🤖 AI Summary
This paper addresses the lack of rigorous methodological guidance for intrinsic dimension estimation in high-dimensional data. We systematically survey and categorize mainstream algorithms grounded in local affine structure, parametric distributional assumptions, and topological invariance. Within a unified analytical framework and through extensive numerical experiments, we conduct the first comprehensive comparative evaluation of maximum likelihood estimation (MLE), PCA-based tangent space estimation, manifold neighborhood methods, and statistical fitting techniques across varying curvature, noise levels, and sample sizes. Results reveal that most methods exhibit high sensitivity to hyperparameters, suffer from overfitting, and experience sharp declines in accuracy, robustness, and generalizability in high dimensions. Our core contribution lies in rigorously characterizing the applicability boundaries of existing approaches, identifying nonlinear geometric structure and finite-sample effects as primary determinants of estimation reliability. This work provides both empirical evidence and theoretical guidance for principled algorithm selection and future methodological improvements in intrinsic dimension estimation.
📝 Abstract
It is a standard assumption that datasets in high dimension have an internal structure which means that they in fact lie on, or near, subsets of a lower dimension. In many instances it is important to understand the real dimension of the data, hence the complexity of the dataset at hand. A great variety of dimension estimators have been developed to find the intrinsic dimension of the data but there is little guidance on how to reliably use these estimators.
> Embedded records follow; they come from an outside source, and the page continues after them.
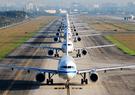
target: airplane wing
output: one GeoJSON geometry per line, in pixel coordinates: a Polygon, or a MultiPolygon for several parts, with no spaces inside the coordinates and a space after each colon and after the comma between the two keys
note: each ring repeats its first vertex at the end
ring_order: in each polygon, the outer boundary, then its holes
{"type": "Polygon", "coordinates": [[[105,47],[113,47],[113,46],[116,46],[116,45],[115,44],[111,44],[111,45],[99,45],[99,46],[91,46],[91,47],[84,47],[84,48],[75,47],[75,50],[78,50],[78,49],[96,49],[96,48],[105,48],[105,47]]]}
{"type": "Polygon", "coordinates": [[[12,70],[24,70],[24,71],[39,71],[39,72],[44,72],[44,73],[53,73],[57,74],[58,70],[49,70],[49,69],[42,69],[42,68],[36,68],[36,67],[26,67],[26,66],[16,66],[16,65],[5,65],[5,64],[0,64],[0,68],[11,68],[12,70]]]}
{"type": "Polygon", "coordinates": [[[41,49],[62,50],[62,48],[50,47],[50,46],[29,46],[29,47],[31,47],[31,48],[41,48],[41,49]]]}
{"type": "MultiPolygon", "coordinates": [[[[79,37],[88,37],[88,36],[100,36],[101,34],[89,34],[89,35],[79,35],[79,37]]],[[[74,36],[77,37],[77,36],[74,36]]]]}
{"type": "Polygon", "coordinates": [[[81,73],[90,73],[92,71],[101,72],[101,71],[133,69],[133,68],[135,68],[135,64],[134,65],[120,65],[120,66],[111,66],[111,67],[102,67],[102,68],[83,69],[83,70],[78,70],[77,73],[81,74],[81,73]]]}

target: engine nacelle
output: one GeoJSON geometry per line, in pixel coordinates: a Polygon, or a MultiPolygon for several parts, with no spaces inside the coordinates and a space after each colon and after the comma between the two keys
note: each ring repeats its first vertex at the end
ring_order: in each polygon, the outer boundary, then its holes
{"type": "Polygon", "coordinates": [[[59,33],[59,32],[57,32],[57,33],[56,33],[56,36],[60,36],[60,33],[59,33]]]}
{"type": "Polygon", "coordinates": [[[86,55],[86,54],[87,54],[87,50],[83,49],[83,50],[82,50],[82,54],[83,54],[83,55],[86,55]]]}
{"type": "Polygon", "coordinates": [[[78,33],[75,33],[76,34],[76,36],[78,36],[79,34],[78,33]]]}
{"type": "Polygon", "coordinates": [[[45,81],[45,74],[44,73],[38,73],[36,75],[36,81],[37,82],[43,82],[43,81],[45,81]]]}
{"type": "Polygon", "coordinates": [[[91,72],[90,73],[90,80],[92,82],[96,82],[98,80],[98,74],[96,72],[91,72]]]}
{"type": "Polygon", "coordinates": [[[54,37],[54,41],[58,42],[59,38],[58,37],[54,37]]]}
{"type": "Polygon", "coordinates": [[[58,29],[57,31],[60,31],[60,29],[58,29]]]}
{"type": "Polygon", "coordinates": [[[48,51],[48,55],[53,55],[54,54],[54,51],[53,50],[49,50],[48,51]]]}
{"type": "Polygon", "coordinates": [[[78,38],[77,38],[77,40],[78,40],[78,41],[81,41],[81,38],[80,38],[80,37],[78,37],[78,38]]]}

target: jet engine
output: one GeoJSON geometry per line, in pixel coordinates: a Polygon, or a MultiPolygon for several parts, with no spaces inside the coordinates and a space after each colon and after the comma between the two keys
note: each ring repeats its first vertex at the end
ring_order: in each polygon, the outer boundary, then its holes
{"type": "Polygon", "coordinates": [[[53,50],[49,50],[48,51],[48,55],[53,55],[54,54],[54,51],[53,50]]]}
{"type": "Polygon", "coordinates": [[[59,33],[59,32],[57,32],[57,33],[56,33],[56,36],[60,36],[60,33],[59,33]]]}
{"type": "Polygon", "coordinates": [[[36,81],[38,81],[38,82],[43,82],[43,81],[45,81],[45,74],[44,74],[44,73],[38,73],[38,74],[36,75],[36,81]]]}
{"type": "Polygon", "coordinates": [[[59,38],[58,37],[54,37],[54,41],[58,42],[59,38]]]}
{"type": "Polygon", "coordinates": [[[96,81],[98,80],[98,74],[97,74],[95,71],[92,71],[92,72],[90,73],[90,80],[91,80],[92,82],[96,82],[96,81]]]}
{"type": "Polygon", "coordinates": [[[78,36],[79,34],[76,32],[76,36],[78,36]]]}
{"type": "Polygon", "coordinates": [[[77,38],[77,40],[78,40],[78,41],[81,41],[81,38],[80,38],[80,37],[78,37],[78,38],[77,38]]]}
{"type": "Polygon", "coordinates": [[[83,50],[82,50],[82,54],[83,54],[83,55],[86,55],[86,54],[87,54],[87,50],[83,49],[83,50]]]}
This survey reviews a wide range of dimension estimation methods, categorising them by the geometric information they exploit: tangential estimators which detect a local affine structure; parametric estimators which rely on dimension-dependent probability distributions; and estimators which use topological or metric invariants.
The paper evaluates the performance of these methods, as well as investigating varying responses to curvature and noise. Key issues addressed include robustness to hyperparameter selection, sample size requirements, accuracy in high dimensions, precision, and performance on non-linear geometries. In identifying the best hyperparameters for benchmark datasets, overfitting is frequent, indicating that many estimators may not generalise well beyond the datasets on which they have been tested.